The compiler-generated initializer notionally looks like this:
proc R.init(A: [1..10] int) { this.A = A; } /* compiler-generated */
Even though the A formal in the initializer has a seemingly generic type expression, it is not treated as distribution-generic. As a result, you'll encounter a compiler error if you attempt to initialize an R instance with a block-distributed array:
blockarraytorecordfield.chpl:1: In module 'blockarraytorecordfield':
blockarraytorecordfield.chpl:10: error: unresolved call 'R.init([BlockDom(1,int(64),one,unmanaged DefaultDist)] int(64))'
blockarraytorecordfield.chpl:5: note: this candidate did not match: init(this: R, A)
blockarraytorecordfield.chpl:10: note: because actual argument #1 with type '[BlockDom(1,int(64),one,unmanaged DefaultDist)] int(64)'
blockarraytorecordfield.chpl:7: note: is passed to formal 'in A: [domain(1,int(64),one)] int(64)'
This behavior might seem reasonable, as it could be interpreted as the user intentionally forcing a conversion as part of the initialization process.
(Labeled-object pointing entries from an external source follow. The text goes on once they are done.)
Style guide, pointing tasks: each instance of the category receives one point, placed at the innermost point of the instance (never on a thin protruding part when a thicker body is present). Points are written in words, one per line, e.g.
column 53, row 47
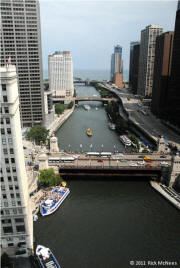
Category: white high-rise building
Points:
column 146, row 59
column 16, row 213
column 21, row 41
column 61, row 74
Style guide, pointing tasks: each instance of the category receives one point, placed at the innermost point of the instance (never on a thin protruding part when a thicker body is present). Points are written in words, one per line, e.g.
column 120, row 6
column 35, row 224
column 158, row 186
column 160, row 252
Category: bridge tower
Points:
column 43, row 161
column 162, row 146
column 175, row 169
column 54, row 145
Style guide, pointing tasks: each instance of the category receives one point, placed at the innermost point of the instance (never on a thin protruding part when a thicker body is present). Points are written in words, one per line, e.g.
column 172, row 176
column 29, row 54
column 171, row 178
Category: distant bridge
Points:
column 105, row 100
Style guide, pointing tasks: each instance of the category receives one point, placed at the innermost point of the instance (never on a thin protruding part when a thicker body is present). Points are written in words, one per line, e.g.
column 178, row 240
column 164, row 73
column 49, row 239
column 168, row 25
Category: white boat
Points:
column 46, row 258
column 125, row 140
column 87, row 107
column 54, row 200
column 112, row 126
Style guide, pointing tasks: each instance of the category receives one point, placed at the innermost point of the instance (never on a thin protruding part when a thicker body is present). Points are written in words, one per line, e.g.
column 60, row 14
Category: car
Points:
column 141, row 162
column 133, row 165
column 163, row 156
column 163, row 164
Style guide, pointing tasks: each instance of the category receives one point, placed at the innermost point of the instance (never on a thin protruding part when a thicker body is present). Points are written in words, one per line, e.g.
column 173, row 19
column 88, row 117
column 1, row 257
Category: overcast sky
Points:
column 90, row 29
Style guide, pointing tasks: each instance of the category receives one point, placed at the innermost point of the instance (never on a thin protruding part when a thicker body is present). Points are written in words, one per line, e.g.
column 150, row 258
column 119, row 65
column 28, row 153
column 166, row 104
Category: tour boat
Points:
column 89, row 132
column 54, row 200
column 125, row 140
column 112, row 126
column 46, row 258
column 87, row 107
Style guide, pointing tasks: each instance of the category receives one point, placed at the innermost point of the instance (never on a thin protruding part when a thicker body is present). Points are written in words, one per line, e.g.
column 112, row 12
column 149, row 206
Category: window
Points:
column 14, row 169
column 8, row 131
column 2, row 131
column 12, row 160
column 8, row 169
column 4, row 141
column 3, row 87
column 19, row 220
column 10, row 141
column 5, row 151
column 6, row 160
column 6, row 221
column 6, row 110
column 13, row 203
column 5, row 98
column 14, row 211
column 20, row 228
column 7, row 229
column 7, row 120
column 7, row 211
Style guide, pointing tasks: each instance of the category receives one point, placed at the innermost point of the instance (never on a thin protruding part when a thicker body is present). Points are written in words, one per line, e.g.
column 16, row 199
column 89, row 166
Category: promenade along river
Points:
column 107, row 223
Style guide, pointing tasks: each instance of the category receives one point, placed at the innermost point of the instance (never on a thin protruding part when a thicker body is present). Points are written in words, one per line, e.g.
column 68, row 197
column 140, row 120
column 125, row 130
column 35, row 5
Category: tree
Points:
column 37, row 134
column 59, row 108
column 75, row 94
column 48, row 177
column 70, row 105
column 5, row 260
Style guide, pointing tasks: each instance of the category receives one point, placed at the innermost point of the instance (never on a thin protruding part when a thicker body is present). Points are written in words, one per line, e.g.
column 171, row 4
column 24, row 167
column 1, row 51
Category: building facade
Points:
column 134, row 65
column 60, row 68
column 16, row 214
column 132, row 44
column 21, row 41
column 146, row 59
column 162, row 72
column 173, row 95
column 116, row 64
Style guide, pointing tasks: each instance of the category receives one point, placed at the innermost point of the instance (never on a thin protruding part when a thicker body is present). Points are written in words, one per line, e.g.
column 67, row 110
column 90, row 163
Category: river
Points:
column 106, row 223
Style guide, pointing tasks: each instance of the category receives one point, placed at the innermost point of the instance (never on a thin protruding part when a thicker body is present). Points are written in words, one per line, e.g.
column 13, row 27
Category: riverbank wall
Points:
column 127, row 117
column 59, row 121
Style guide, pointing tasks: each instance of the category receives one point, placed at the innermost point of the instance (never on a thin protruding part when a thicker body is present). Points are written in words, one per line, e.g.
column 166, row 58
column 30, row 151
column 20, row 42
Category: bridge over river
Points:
column 77, row 99
column 128, row 165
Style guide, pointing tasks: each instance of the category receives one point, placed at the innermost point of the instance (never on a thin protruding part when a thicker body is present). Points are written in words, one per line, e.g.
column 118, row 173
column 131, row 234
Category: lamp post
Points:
column 69, row 148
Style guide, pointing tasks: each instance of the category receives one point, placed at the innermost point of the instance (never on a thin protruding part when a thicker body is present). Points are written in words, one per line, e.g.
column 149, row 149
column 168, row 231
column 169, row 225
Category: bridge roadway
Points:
column 77, row 99
column 109, row 166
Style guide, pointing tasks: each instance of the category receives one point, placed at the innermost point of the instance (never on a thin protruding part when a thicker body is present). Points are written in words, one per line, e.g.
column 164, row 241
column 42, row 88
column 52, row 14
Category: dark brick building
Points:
column 173, row 94
column 162, row 72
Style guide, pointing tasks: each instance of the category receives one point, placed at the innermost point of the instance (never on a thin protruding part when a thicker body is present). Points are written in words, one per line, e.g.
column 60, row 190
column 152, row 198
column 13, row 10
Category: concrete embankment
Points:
column 59, row 121
column 167, row 192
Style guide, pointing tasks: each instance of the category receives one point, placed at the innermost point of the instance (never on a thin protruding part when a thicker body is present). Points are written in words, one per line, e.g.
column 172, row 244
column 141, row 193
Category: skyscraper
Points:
column 132, row 44
column 16, row 213
column 146, row 59
column 134, row 65
column 173, row 95
column 21, row 41
column 61, row 74
column 117, row 65
column 162, row 72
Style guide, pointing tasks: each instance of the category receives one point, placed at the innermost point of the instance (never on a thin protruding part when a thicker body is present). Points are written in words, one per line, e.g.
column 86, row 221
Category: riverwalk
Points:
column 170, row 194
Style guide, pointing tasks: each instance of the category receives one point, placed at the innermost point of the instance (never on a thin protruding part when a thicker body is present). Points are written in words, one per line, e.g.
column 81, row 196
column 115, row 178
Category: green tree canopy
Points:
column 48, row 177
column 37, row 134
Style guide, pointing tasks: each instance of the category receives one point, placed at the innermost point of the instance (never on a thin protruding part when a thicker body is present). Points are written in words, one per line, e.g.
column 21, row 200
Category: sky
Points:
column 91, row 29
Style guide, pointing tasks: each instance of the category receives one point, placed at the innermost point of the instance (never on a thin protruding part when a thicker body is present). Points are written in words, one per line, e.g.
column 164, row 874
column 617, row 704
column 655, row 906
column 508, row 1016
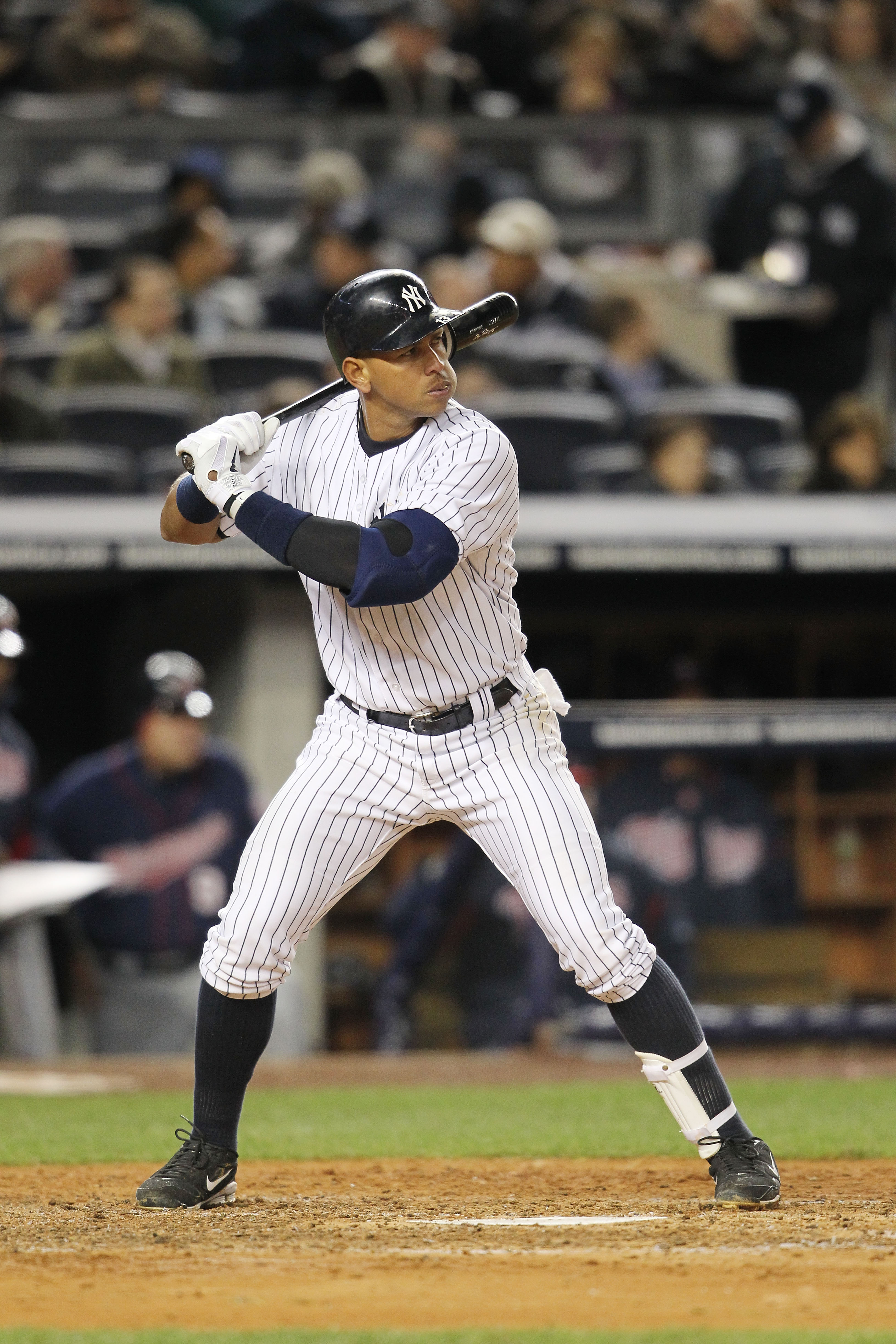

However, if the user explicitly defines the initializer, the behavior changes:
proc R.init(A: [1..10] int) { this.A = A; } /* user-written */
Now, the A formal is treated as distribution-generic. This allows you to initialize this.A with a block-distributed array, resulting in a many-to-one copy.
Explicit Genericity: A Path Forward?
Given these inconsistencies, it's worth considering whether array formals with generic management should be explicitly marked as such. This aligns with the recent trend towards explicit genericity in Chapel, as seen with the use of '?' for generic types in formals and field type expressions. If we were to adopt this approach for arrays, it would require a breaking change and should be carefully considered for a future edition or major release.
One potential syntax could involve an explicit dmapped ? annotation in the formal type expression:
proc foo(A: [{1..1} dmapped ?] int) {} /* accepts generics */
proc foo(A: [{1..1}] int) {} /* accepts default-rectangular arrays */
This syntax would clearly distinguish between formals that accept distribution-generic arrays and those that expect default-rectangular arrays.
However, a counter-argument exists: making array expressions implicitly generic contributes to Chapel's ease of use and promotes the idea of distributed arrays as first-class citizens. Forcing explicit genericity might diminish the advantages of a unified array type and make the language feel more complex. Finding the right balance between explicitness and ease of use is crucial for Chapel's continued evolution.
Conclusion
The current behavior of distribution-generic array formals in Chapel offers flexibility but can lead to inconsistencies, especially with out formals and compiler-generated initializers. While implicit genericity simplifies code in many cases, the lack of explicit control can cause confusion. The Chapel community needs to weigh the pros and cons of explicit genericity for array formals to determine the best path forward for the language.
What do you guys think? Should we make array genericity more explicit, or stick with the current implicit approach? Let's discuss!